Bulgaria's former king quits as party chief
Simeon II was Bulgaria's prime minister from 2001 to 2005 after he returned to Bulgaria following 50 years of exile.Sofia -- Bulgaria's former king Simeon Saxe Coburg quit as head of his liberal party Monday after failing to secure a seat in parliament in a general election.
"I'm assuming full responsibility by stepping down as party chief," the 72-year-old ex-monarch told a news conference.
Simeon II was Bulgaria's prime minister from 2001 to 2005 after he returned to Bulgaria following 50 years of exile.
His National Movement Simeon II party, later renamed as the National Movement for Stability and Progress (NMSP), lost to the Socialists in the 2005 election, but remained part of the governing coalition.
In Sunday's vote however, the liberals gained just three percent of the vote, short of the 4.0-percent threshold to enter parliament.
"There are many ways of serving your country," said Simeon II, when asked about his future plans. His resignation must be approved at a special congress.
He firmly rejected suggestions that he would return to Spain, where he spent his years of exile.
Crowned king at the age of six after his father Boris III died in 1943, Simeon was deposed by the communists two years later.
Mentioning the name of the boy-king was a taboo during communism. His return from exile in 1996 sparked a furore and made him one of the most popular people in Bulgaria.
He became Europe's first ex-monarch to be elected prime minister. He also signed Bulgaria's accession treaties to join NATO in 2004 and the European Union in 2005.
But Simeon was criticised for not living up to his election promise to raise living standards for Bulgarians.
Bulgaria's Turkish minority party, the Movement for Rights and Freedom (MRF) won additional seats in the election, but will find itself in opposition for the first time in eight years.

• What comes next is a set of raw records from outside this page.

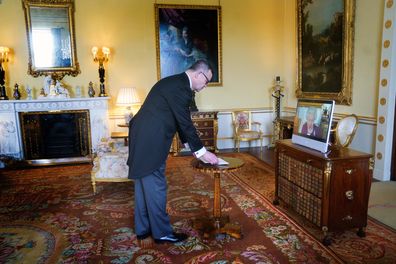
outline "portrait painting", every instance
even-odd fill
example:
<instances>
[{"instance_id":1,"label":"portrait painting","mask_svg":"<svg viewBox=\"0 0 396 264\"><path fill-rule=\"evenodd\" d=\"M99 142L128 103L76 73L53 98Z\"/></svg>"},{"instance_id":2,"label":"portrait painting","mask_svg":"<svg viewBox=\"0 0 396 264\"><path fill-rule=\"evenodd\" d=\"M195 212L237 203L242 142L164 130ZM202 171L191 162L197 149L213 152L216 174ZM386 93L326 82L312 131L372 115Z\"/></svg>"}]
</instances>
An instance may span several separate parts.
<instances>
[{"instance_id":1,"label":"portrait painting","mask_svg":"<svg viewBox=\"0 0 396 264\"><path fill-rule=\"evenodd\" d=\"M298 0L297 98L352 103L355 0Z\"/></svg>"},{"instance_id":2,"label":"portrait painting","mask_svg":"<svg viewBox=\"0 0 396 264\"><path fill-rule=\"evenodd\" d=\"M220 6L155 4L158 79L204 59L212 67L208 85L222 84Z\"/></svg>"}]
</instances>

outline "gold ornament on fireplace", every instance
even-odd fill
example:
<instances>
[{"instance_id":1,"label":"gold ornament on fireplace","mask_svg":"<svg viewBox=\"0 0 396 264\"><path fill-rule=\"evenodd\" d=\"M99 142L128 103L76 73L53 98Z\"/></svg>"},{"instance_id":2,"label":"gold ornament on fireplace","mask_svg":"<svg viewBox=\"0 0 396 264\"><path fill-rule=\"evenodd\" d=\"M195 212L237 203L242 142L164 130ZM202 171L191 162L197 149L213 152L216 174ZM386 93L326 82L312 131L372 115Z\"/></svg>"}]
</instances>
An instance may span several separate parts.
<instances>
[{"instance_id":1,"label":"gold ornament on fireplace","mask_svg":"<svg viewBox=\"0 0 396 264\"><path fill-rule=\"evenodd\" d=\"M106 90L104 85L105 79L105 68L104 63L109 61L110 49L108 47L102 47L102 49L98 49L98 47L92 48L92 56L94 62L99 63L99 80L100 80L100 93L99 97L106 97Z\"/></svg>"}]
</instances>

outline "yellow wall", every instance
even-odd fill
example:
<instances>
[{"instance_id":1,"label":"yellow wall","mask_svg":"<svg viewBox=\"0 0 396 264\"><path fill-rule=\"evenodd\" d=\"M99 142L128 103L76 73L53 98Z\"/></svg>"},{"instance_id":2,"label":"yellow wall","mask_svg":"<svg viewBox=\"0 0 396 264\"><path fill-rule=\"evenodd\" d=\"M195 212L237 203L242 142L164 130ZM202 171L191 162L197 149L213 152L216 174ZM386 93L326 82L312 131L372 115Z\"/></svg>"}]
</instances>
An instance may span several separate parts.
<instances>
[{"instance_id":1,"label":"yellow wall","mask_svg":"<svg viewBox=\"0 0 396 264\"><path fill-rule=\"evenodd\" d=\"M81 74L66 76L72 87L89 81L99 83L92 46L108 46L106 87L112 96L134 85L145 97L157 80L154 2L167 4L218 5L222 8L223 86L208 87L196 97L200 109L270 107L270 88L280 75L286 87L285 104L295 107L296 21L292 0L76 0L77 57ZM43 77L27 75L28 51L21 1L0 4L0 45L12 49L6 65L8 95L14 83L41 88ZM381 49L383 1L359 0L356 6L355 61L352 106L338 106L340 113L375 117L378 65ZM367 19L369 18L369 19ZM98 92L98 89L97 89Z\"/></svg>"}]
</instances>

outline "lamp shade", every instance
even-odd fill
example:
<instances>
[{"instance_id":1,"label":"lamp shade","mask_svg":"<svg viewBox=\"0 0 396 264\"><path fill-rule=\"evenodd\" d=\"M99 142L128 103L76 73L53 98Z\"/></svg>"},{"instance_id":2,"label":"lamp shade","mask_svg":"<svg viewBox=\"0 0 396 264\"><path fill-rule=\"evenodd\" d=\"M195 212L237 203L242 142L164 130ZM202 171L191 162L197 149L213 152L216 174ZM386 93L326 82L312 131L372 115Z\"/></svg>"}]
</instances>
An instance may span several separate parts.
<instances>
[{"instance_id":1,"label":"lamp shade","mask_svg":"<svg viewBox=\"0 0 396 264\"><path fill-rule=\"evenodd\" d=\"M117 96L117 105L130 106L140 104L139 96L137 95L135 87L123 87L119 90Z\"/></svg>"}]
</instances>

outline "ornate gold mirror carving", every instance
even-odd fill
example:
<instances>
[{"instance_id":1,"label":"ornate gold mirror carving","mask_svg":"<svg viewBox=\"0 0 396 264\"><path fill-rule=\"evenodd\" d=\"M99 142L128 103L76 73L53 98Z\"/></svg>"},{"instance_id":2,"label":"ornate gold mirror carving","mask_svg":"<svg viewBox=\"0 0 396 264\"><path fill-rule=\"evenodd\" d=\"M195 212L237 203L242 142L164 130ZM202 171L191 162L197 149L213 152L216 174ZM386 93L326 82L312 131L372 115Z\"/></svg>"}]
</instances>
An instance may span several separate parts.
<instances>
[{"instance_id":1,"label":"ornate gold mirror carving","mask_svg":"<svg viewBox=\"0 0 396 264\"><path fill-rule=\"evenodd\" d=\"M22 0L28 39L28 74L77 76L74 0Z\"/></svg>"}]
</instances>

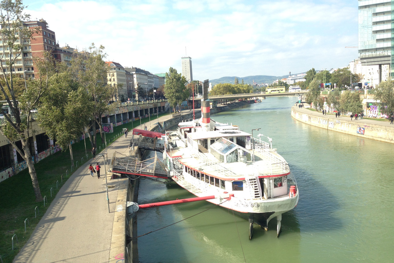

The MRF was a junior coalition partner in two governments -- first with the former king in 2001-2005 and then with the outgoing Socialists under Sergey Stanishev.
"I'm not afraid of being in opposition," MRF leader Ahmed Dogan said, pointing to growing support for his party. "The MRF is the only party for which support has actually grown after two consecutive terms in government."
The MRF won 14.47 percent and 38 seats, up from 14 percent and 34 seats in 2005.
Of the 31 seats elected directly for the first time in the 240-seat parliament, MRF was the only party, alongside the winning centre-right GERB, to win five direct mandates.
Analysts said MRF leaders had mobilised support, particularly in rural areas despite the hostility which the MRF faced from other parties, including GERB, during the election campaign, the Alpha Research polling institute suggested.
Ethnic Turks make up 10 percent of Bulgaria's population, a bigger proportion than anywhere else in the EU, and one which many observers feel enabled the Balkan state to avoid ethnic conflicts such as those in the neighbouring countries of the former Yugoslavia.
Nevertheless, anti-Turkish prejudice runs deep in Bulgaria, following five centuries of Ottoman domination between the 14th and the 19th centuries. During the communist era, Turks were forced to change their names to Bulgarian ones.
GERB leader and the man likely to be Bulgaria's next prime minister, Boyko Borisov, insisted Monday that "all Muslims should feel safe" in Bulgaria. And he promised to have "the same attitude towards Christians and Muslims alike."
But others are not so sure.
President Georgy Parvanov expressed regret that "the entire election campaign boiled down to attacks against the MRF." Parvanov nevertheless suggested that "the behaviour of certain MRF leaders" had helped fuel some of the hostility.